Current state and snapshot of resources could be used for restarting in case of ECU failure or other problems. Learning can be done by continually monitoring these states and then using them as inputs into the machine learning models.

Deep Learning would react better to this as it would be able to properly account for different kinds of input better than shallow learning techniques. Furthermore, the more sophisticated/complicated the data, the more likely that deep learning will perform better.

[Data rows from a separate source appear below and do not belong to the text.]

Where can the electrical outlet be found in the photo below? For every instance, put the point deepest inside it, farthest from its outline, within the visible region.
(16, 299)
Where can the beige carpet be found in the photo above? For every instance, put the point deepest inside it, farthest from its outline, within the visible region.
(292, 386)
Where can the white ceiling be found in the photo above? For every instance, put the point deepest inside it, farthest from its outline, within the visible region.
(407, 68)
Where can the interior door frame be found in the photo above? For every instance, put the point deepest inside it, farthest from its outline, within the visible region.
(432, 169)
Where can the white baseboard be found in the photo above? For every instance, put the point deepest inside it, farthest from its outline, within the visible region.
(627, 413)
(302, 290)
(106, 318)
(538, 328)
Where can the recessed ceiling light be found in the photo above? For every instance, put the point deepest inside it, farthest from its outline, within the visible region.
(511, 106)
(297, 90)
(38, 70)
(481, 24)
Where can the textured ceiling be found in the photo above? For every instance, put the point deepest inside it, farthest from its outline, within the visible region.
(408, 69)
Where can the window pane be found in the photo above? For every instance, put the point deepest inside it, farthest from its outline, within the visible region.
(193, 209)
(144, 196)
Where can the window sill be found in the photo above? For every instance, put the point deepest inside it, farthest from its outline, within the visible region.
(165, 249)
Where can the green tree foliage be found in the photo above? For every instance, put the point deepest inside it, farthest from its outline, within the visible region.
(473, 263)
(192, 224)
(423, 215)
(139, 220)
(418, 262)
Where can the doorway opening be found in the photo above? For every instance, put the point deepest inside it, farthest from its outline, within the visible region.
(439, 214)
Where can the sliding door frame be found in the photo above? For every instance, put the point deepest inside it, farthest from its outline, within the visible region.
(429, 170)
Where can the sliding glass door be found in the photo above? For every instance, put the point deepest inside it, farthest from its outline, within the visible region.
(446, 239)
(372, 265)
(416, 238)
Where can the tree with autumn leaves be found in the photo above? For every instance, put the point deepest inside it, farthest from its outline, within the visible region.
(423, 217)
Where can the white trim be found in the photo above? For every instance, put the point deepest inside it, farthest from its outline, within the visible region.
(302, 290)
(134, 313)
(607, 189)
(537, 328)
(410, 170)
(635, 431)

Reinforcement Learning would be helpful in the checkpointing as it will be able to decide whether or not it wants to add a checkpoint based on its environment and available states. Obviously, if the probability of an ecu failing in a particular environment is high, it would be a good idea to add a checkpoint. These are areas that reinforcement learning would be better able to handle rather than regular shallow/deep learning.

Learning

When it comes to learning techniques, there are many options. MaLSAMi is going to look into Deep and Shallow Learning based data analysis and decision making.

Deep Learning

Deep Learning works best when there is a lot of data to sample from. These algorithms will be mostly utilized in the ‘offline’ phase of the learning. Deep Learning has a variety of different neural network models such as Generative Adversarial Networks (GAN), Spiking Neural Networks (SNN), Feed Forward Networks (FNN), Recurrent Neural Networks (RNN) and Convolutional CNN. These networks are specializied for specific types of data mining and analysis and are never a ‘one fits all’ model. Therefore, we plan to analyze several of these different models. Each of the networks listed below are catered to a certain kind of problem, but they are not too specialized to be unadaptable.

Shallow Learning

Shallow Learning techniques are usually much simpler than deep learning. These require less time and energy to train and classify. However, as they are simpler, they do not have the same adaptibility of the neural networks. However, certain algorithms (Support Vector Machines and Random Forest) have proven to be quite effective in binary classifiaction. The aim of the shallow learning is to do an expansive test of different algorithms and understand what their fitting on the data indicates. High accuracy on certain algorithms will indicate different trends in the data. Regardless of whether or not shallow learning is used, these algorithms will bring more insight into the modelling of the data.

Testing

For both approaches, we will use the standard metrics of testing for shallow and deep learning. This will include shuffling of training splits, cross validation, and in depth classification reports measuring the accuracy, precision, and recall. The challenges with data mining is dealing with improper and unclean data. Optimally, we would have enough data for extensive testing. Hopefully, the distributor will be able to generate enough worthwhile data to train on.